Master Thesis Defense: Zhenhao Li
Speaker: Zhenhao Li
Supervisors: Drs. T.-H. Chen, W. Shang
Drs. O. Ormandjieva, J. Rilling, N. Tsantalis (Chair)
Title: Characterizing and Detecting Duplicate Logging Code Smells
Date: Thursday, August 1, 2019
Time: 11:00 a.m.
Place: EV 2.260
Developers rely on software logs for a wide variety of tasks, such as debugging, testing, program comprehension, verification, and performance analysis. Despite the importance of logs, prior studies show that there is no industrial standard on how to write logging statements. Recent research on logs often only considers the appropriateness of a log as an individual item (e.g., one single logging statement); while logs are typically analyzed in tandem.
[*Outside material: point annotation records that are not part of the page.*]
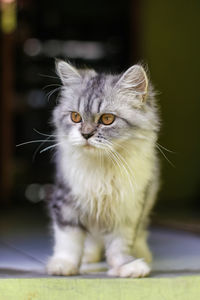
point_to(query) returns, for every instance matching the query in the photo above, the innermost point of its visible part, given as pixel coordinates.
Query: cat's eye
(76, 118)
(107, 119)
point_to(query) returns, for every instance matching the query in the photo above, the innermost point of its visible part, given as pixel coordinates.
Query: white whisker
(49, 147)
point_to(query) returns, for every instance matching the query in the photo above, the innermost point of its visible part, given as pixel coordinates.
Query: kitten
(107, 171)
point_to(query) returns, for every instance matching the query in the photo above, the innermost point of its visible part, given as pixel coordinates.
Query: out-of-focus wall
(170, 44)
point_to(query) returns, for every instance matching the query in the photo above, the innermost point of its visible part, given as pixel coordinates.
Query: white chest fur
(107, 190)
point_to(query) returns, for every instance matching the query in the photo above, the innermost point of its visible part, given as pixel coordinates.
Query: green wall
(170, 45)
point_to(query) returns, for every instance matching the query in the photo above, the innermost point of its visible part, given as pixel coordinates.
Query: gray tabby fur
(105, 185)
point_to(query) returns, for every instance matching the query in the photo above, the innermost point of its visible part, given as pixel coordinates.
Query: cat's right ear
(67, 73)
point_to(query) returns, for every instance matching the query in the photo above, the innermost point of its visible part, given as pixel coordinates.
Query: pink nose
(88, 135)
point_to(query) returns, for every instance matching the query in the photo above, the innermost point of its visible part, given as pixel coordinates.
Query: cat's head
(96, 111)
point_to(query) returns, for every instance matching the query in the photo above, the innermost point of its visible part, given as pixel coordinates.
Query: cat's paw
(60, 266)
(136, 268)
(91, 257)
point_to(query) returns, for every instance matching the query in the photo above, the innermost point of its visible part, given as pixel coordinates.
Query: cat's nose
(87, 135)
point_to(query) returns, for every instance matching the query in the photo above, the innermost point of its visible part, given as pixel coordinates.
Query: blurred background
(109, 36)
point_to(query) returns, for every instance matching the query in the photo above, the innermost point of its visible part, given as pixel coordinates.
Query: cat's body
(107, 171)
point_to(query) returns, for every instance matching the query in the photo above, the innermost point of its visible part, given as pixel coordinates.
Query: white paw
(61, 266)
(136, 268)
(91, 257)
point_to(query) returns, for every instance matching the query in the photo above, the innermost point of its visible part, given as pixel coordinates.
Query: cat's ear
(135, 81)
(67, 73)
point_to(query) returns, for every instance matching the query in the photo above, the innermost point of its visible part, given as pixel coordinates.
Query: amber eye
(76, 117)
(107, 119)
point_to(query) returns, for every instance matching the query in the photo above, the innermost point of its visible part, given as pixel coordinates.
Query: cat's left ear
(67, 73)
(134, 81)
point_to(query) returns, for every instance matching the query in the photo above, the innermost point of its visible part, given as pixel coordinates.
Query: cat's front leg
(119, 249)
(68, 249)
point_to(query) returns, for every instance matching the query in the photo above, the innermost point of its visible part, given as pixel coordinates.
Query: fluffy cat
(107, 174)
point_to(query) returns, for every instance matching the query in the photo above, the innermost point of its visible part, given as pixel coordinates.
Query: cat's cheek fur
(111, 194)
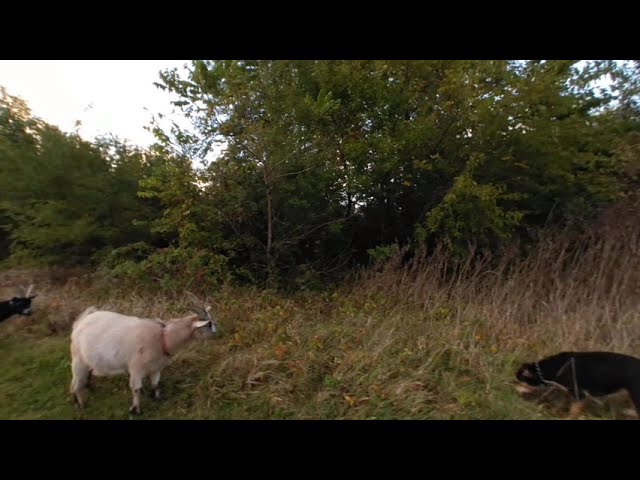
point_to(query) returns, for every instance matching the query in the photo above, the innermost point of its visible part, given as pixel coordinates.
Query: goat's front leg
(155, 384)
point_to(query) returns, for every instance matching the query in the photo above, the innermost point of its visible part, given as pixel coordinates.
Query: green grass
(392, 345)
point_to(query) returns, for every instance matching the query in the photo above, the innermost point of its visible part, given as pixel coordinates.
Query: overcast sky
(107, 96)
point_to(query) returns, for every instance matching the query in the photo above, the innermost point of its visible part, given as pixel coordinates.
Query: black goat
(17, 305)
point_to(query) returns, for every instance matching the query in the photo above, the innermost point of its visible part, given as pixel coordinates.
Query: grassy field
(399, 342)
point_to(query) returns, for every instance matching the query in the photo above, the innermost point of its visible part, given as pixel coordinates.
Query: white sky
(107, 96)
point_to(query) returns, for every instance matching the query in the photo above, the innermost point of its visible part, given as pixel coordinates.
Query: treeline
(326, 165)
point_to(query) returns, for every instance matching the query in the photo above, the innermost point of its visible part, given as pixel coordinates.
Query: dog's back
(599, 373)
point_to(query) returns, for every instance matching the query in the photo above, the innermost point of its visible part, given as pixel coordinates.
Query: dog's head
(529, 377)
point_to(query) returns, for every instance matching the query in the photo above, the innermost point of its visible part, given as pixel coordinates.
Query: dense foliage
(325, 165)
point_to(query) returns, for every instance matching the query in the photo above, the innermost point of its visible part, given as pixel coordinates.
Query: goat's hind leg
(135, 383)
(80, 374)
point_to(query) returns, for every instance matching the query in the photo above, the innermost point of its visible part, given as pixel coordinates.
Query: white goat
(106, 343)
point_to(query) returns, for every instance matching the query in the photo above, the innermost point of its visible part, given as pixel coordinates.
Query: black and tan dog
(596, 374)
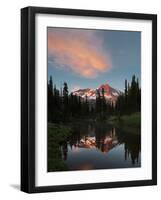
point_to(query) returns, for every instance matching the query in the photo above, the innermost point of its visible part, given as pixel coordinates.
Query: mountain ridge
(110, 93)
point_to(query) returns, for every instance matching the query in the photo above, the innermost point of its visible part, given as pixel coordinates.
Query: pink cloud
(79, 51)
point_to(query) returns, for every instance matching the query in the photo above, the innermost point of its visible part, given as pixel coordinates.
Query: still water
(102, 146)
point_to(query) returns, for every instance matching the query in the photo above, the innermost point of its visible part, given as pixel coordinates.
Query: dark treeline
(130, 101)
(63, 107)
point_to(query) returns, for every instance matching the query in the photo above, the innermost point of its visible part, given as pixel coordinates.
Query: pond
(101, 146)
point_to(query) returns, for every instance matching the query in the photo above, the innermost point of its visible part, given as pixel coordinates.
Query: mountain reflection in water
(101, 146)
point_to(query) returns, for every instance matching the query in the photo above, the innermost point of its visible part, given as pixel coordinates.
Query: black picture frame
(28, 98)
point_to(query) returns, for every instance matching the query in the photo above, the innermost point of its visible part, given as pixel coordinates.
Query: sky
(86, 58)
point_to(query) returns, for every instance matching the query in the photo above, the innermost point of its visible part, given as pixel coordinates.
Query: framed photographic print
(88, 99)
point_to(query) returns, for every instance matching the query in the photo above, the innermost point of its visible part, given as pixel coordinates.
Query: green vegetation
(56, 134)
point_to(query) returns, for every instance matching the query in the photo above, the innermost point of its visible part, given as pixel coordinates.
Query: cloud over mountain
(78, 51)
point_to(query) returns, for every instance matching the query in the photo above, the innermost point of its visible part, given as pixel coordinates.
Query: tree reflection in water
(103, 138)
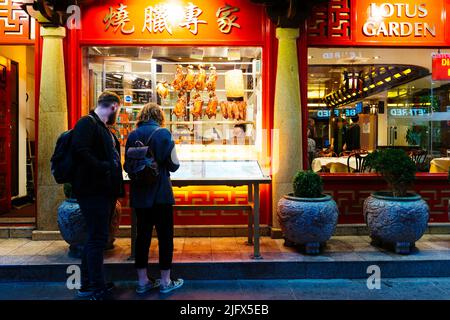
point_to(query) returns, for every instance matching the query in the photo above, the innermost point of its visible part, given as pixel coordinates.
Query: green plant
(396, 168)
(417, 136)
(308, 184)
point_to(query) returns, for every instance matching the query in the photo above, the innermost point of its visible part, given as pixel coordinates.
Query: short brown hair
(151, 111)
(107, 98)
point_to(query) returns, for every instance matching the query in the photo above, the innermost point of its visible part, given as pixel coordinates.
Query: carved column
(287, 144)
(52, 122)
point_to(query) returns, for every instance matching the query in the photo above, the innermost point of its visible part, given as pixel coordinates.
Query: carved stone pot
(396, 221)
(308, 222)
(73, 228)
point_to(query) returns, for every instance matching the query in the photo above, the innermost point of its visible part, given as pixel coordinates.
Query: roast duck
(162, 89)
(236, 110)
(180, 107)
(200, 82)
(190, 79)
(197, 110)
(211, 109)
(178, 82)
(212, 80)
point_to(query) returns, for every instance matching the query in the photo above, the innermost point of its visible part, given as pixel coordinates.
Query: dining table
(333, 164)
(440, 165)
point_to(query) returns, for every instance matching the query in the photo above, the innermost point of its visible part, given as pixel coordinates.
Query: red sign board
(441, 67)
(170, 21)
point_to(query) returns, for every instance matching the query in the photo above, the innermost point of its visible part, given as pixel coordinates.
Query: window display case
(211, 96)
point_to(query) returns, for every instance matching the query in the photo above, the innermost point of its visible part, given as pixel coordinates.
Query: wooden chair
(360, 163)
(345, 153)
(419, 157)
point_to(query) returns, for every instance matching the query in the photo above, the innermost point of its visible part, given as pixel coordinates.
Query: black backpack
(140, 164)
(62, 159)
(62, 163)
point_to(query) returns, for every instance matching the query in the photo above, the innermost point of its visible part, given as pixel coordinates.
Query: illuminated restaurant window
(363, 99)
(211, 96)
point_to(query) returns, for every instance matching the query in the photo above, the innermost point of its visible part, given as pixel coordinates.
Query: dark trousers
(159, 216)
(97, 211)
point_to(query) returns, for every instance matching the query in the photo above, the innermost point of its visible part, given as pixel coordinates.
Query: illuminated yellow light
(407, 71)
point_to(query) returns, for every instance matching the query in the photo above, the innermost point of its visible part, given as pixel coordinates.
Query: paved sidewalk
(227, 249)
(391, 289)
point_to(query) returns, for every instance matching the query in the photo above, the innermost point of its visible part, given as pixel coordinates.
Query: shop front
(219, 114)
(260, 97)
(382, 68)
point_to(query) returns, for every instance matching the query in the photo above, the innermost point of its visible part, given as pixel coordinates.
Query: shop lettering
(326, 113)
(163, 17)
(441, 67)
(376, 26)
(402, 112)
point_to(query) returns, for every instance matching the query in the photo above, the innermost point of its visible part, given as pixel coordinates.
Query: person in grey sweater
(153, 202)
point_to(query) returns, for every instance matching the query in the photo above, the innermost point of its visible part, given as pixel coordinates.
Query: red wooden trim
(422, 176)
(37, 88)
(72, 59)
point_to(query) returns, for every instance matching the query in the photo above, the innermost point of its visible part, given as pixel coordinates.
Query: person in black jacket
(354, 135)
(97, 184)
(153, 202)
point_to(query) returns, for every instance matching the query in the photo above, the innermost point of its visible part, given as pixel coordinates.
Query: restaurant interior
(364, 99)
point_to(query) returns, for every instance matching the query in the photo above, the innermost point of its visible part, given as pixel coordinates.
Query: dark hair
(107, 98)
(242, 126)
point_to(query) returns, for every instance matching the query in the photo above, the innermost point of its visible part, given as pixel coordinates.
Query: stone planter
(308, 221)
(396, 221)
(73, 226)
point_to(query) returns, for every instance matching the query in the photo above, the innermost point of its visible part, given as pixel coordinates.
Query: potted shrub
(397, 217)
(307, 217)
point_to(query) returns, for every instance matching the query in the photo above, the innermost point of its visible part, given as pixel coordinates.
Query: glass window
(209, 119)
(363, 99)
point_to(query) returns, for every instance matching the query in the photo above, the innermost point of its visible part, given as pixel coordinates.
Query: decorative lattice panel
(15, 24)
(331, 21)
(202, 195)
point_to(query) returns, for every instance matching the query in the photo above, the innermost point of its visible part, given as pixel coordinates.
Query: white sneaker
(173, 285)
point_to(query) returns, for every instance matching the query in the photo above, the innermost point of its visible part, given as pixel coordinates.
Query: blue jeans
(97, 211)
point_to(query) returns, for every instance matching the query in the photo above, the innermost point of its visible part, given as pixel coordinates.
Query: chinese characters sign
(403, 22)
(15, 24)
(164, 17)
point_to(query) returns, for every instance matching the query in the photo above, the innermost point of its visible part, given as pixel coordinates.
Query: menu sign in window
(441, 67)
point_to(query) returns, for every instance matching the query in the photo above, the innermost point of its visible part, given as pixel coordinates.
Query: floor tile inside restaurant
(230, 249)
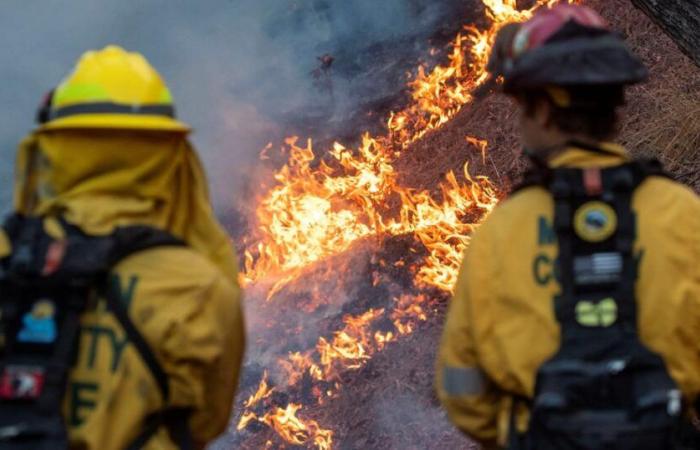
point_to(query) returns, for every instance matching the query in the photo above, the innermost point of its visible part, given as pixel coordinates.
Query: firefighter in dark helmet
(114, 236)
(575, 320)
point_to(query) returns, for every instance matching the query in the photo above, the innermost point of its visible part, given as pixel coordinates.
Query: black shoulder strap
(128, 241)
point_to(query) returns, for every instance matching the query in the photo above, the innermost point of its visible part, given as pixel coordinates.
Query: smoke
(243, 72)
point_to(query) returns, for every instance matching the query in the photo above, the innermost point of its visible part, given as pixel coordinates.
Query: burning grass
(351, 268)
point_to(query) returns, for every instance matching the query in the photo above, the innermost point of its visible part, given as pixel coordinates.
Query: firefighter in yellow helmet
(110, 171)
(576, 316)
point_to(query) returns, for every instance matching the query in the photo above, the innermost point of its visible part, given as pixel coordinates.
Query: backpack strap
(80, 266)
(128, 241)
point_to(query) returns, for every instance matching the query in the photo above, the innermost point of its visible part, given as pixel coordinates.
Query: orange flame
(318, 209)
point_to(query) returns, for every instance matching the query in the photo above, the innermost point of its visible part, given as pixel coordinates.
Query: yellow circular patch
(595, 221)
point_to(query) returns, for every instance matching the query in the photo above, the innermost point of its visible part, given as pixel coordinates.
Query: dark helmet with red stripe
(564, 46)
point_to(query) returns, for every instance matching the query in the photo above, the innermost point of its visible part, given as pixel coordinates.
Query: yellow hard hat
(113, 88)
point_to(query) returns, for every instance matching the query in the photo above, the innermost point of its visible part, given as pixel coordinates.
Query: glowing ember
(318, 209)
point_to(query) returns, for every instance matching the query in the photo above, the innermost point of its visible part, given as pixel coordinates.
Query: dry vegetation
(390, 403)
(661, 119)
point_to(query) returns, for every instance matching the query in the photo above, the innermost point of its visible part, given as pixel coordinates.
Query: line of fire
(344, 259)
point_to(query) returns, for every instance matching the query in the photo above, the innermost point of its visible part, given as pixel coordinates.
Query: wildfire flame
(318, 209)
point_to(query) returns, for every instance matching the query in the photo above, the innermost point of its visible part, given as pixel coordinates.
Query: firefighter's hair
(591, 111)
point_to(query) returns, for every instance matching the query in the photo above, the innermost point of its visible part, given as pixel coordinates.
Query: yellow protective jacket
(185, 301)
(501, 326)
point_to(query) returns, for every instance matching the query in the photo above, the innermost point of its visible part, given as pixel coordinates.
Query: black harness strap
(130, 241)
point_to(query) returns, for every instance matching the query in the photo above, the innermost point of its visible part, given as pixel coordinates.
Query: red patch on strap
(593, 181)
(21, 382)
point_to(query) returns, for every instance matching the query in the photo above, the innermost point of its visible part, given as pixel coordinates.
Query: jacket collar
(575, 156)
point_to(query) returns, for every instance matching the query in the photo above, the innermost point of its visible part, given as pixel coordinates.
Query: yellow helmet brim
(117, 121)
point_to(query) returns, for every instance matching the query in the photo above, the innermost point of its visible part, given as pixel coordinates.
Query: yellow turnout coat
(501, 326)
(185, 301)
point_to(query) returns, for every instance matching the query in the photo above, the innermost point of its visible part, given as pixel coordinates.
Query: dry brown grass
(662, 117)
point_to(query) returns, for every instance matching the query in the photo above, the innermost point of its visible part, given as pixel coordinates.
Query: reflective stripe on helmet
(460, 381)
(113, 108)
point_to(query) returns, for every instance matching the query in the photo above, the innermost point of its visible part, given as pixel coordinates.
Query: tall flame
(319, 208)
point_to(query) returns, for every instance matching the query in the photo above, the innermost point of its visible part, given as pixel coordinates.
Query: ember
(322, 208)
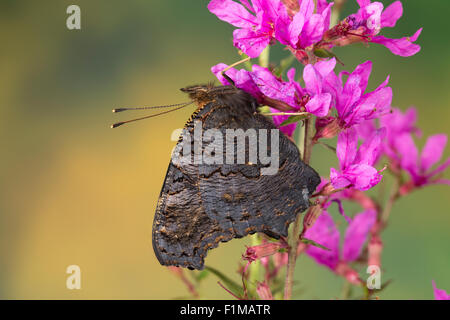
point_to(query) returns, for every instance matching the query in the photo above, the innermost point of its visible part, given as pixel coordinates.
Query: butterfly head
(226, 95)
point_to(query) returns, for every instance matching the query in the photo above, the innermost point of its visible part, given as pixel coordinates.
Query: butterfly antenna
(118, 124)
(147, 108)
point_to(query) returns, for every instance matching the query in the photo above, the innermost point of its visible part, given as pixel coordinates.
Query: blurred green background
(73, 191)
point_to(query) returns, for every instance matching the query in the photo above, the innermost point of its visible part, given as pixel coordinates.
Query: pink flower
(421, 169)
(256, 22)
(439, 294)
(261, 82)
(306, 27)
(263, 291)
(353, 106)
(324, 232)
(366, 24)
(397, 124)
(356, 165)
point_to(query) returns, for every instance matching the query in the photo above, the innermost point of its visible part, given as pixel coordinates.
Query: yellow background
(73, 191)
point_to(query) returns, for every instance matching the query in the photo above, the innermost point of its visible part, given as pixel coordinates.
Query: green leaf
(293, 119)
(284, 64)
(313, 243)
(324, 53)
(230, 284)
(199, 276)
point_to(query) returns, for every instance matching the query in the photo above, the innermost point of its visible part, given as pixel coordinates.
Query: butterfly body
(203, 204)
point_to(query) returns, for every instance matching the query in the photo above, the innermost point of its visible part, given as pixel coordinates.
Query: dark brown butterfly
(203, 204)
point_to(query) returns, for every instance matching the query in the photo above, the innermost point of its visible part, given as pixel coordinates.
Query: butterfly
(203, 204)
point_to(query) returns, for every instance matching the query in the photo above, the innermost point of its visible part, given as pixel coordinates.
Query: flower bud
(263, 291)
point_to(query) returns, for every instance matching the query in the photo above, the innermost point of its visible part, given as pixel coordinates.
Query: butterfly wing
(203, 204)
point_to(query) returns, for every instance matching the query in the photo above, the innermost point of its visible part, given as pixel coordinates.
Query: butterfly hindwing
(203, 204)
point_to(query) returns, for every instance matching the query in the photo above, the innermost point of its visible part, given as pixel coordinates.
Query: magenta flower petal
(307, 8)
(250, 41)
(312, 30)
(346, 147)
(351, 93)
(391, 14)
(295, 28)
(326, 13)
(370, 150)
(363, 71)
(440, 168)
(287, 129)
(319, 105)
(324, 67)
(217, 70)
(409, 155)
(232, 12)
(432, 152)
(402, 47)
(312, 78)
(362, 176)
(338, 180)
(356, 234)
(324, 232)
(439, 294)
(363, 3)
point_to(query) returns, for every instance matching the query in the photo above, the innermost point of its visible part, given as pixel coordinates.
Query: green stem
(293, 238)
(264, 57)
(254, 269)
(390, 203)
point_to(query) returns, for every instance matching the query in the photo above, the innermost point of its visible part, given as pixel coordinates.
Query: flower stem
(390, 203)
(304, 144)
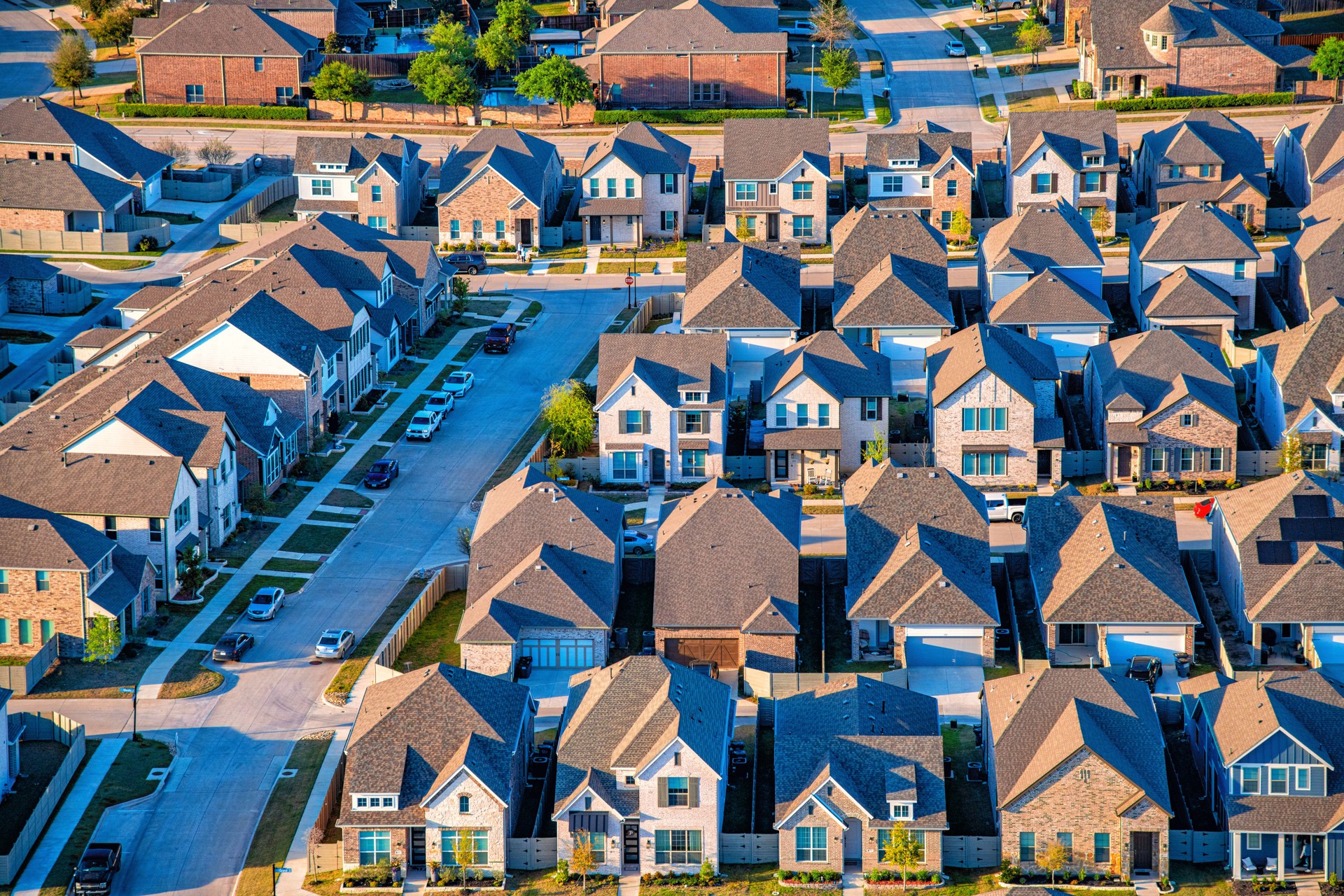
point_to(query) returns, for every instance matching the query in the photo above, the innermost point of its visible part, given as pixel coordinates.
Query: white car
(458, 383)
In this thesis, we focus on studying duplicate logging statements, which are logging statements that have the same static text message. Such duplications in the text message are potential indications of logging code smells, which may affect developers’ understanding of the dynamic view of the system. We manually studied over 3K duplicate logging statements and their surrounding code in four large-scale open source systems: Hadoop, CloudStack, ElasticSearch, and Cassandra. We uncovered five patterns of duplicate logging code smells. For each instance of the code smell, we further manually identify the problematic (i.e., require fixes) and justifiable (i.e., do not require fixes) cases. Then, we contact developers in order to verify our manual study result. We integrated our manual study result and developers’ feedback into our automated static analysis tool, DLFinder, which automatically detects problematic duplicate logging code smells. We evaluated DLFinder on the four manually studied systems and four additional systems: Kafka, Flink, Camel and Wicket. In total, combining the results of DLFinder and our manual analysis, we reported 91 problematic code smell instances to developers and all of them have been fixed. This thesis provides an initial step on creating a logging guideline for developers to improve the quality of logging code. DLFinder is also able to detect duplicate logging code smells with high precision and recall.